To make matters worse, the owner alerted a local news station, which in turn contacted patients whose PHI was exposed.

The story ran in October 2017 on the local news and because the station posted it on its website, anyone who searches Spectrum Health System may find the story. Spectrum and the physician already have suffered from negative publicity, with one patient whose data was exposed stating she won’t return.

This isn’t the first time a health care provider has had challenges with proper disposal of technology containing PHI.

In 2013, New York-based Affinity Health Plan reached a $1.2 million settlement with HHS. An HHS Office for Civil Rights (OCR) investigation determined “Affinity impermissibly disclosed the protected health information of up to 344,579 individuals when it returned multiple photocopiers to a leasing agent without erasing the data contained on the copier hard drives,” HHS’ website states.

“It’s your PHI,” warns attorney Michael Kline of Fox Rothchild in Princeton, N.J. “There are risks that don’t necessarily end and problems you still have to be accountable for when the equipment is taken away.”

Vendor disposal is a known risk

Spectrum says that it followed its protocol for equipment disposal and even received certification from the vendor that the PHI had been removed.

However, OCR still could investigate the breach. OCR has flagged improper handling and disposal of PHI as one of the most common HIPAA violations. It is a frequent subject of enforcement. State officials also have authority to enforce HIPAA and state privacy law.

HIPAA requires that providers take “reasonable safeguards” when disposing of equipment containing PHI.

The law doesn’t dictate a particular method, but data cannot be retrievable and needs to be unusable, unreadable or indecipherable. OCR suggests that PHI on electronic media be cleared, overwritten, purged or destroyed in accordance with standards from the National Institute of Standards and Technology (NIST).

“I would imagine that most home health agencies don’t have the resources onsite to be able to handle the destruction in a way that is sufficient to qualify for the standards,” Melnik says.

Following OCR’s recommendations lowers the risk of HIPAA noncompliance for improper disposal. It also enables providers to avoid reporting a breach should the PHI be improperly disposed since the PHI is then considered secure. Only unsecured PHI that has been exposed or compromised needs to be reported to OCR.

Faulty record disposal often exposes agencies to liability even when the breach was the vendor’s fault.

Find HIPAA-compliant disposal vendors

When seeking a vendor, it’s important to ask for references from other health care providers and to probe the company about its HIPAA compliance, warn Melnik, Kline and attorney Elizabeth Litten of Fox Rothschild in Princeton, N.J.
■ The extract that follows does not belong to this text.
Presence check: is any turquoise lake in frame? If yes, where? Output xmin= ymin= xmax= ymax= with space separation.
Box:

Here are questions to ask a prospective vendor before you hand over your agency’s equipment:

  • What experience does your company have with disposal of PHI? Determine if the vendor is member of the National Association for Information Destruction, Melnik recommends.
  • What steps does your company take to secure and delete data? Identify what the company’s process is for removing hard drives and eliminating data, Melnik says.
  • Does your company follow NIST’s requirements for deleting data?
  • Will your company certify compliance when it disposes of PHI and provide evidence of the data purging? You should receive a certification of destruction that attests that the technology identified has been destroyed, Melnik says. (See certificate)
  • Does your company have data breach insurance?
  • Will your company sign a business associate agreement? The agreement should state the company will comply with HIPAA requirements and use up-to-date standards and technology in the disposal of PHI. Don’t hire a technology disposal vendor that won’t sign such an agreement, Melnik says.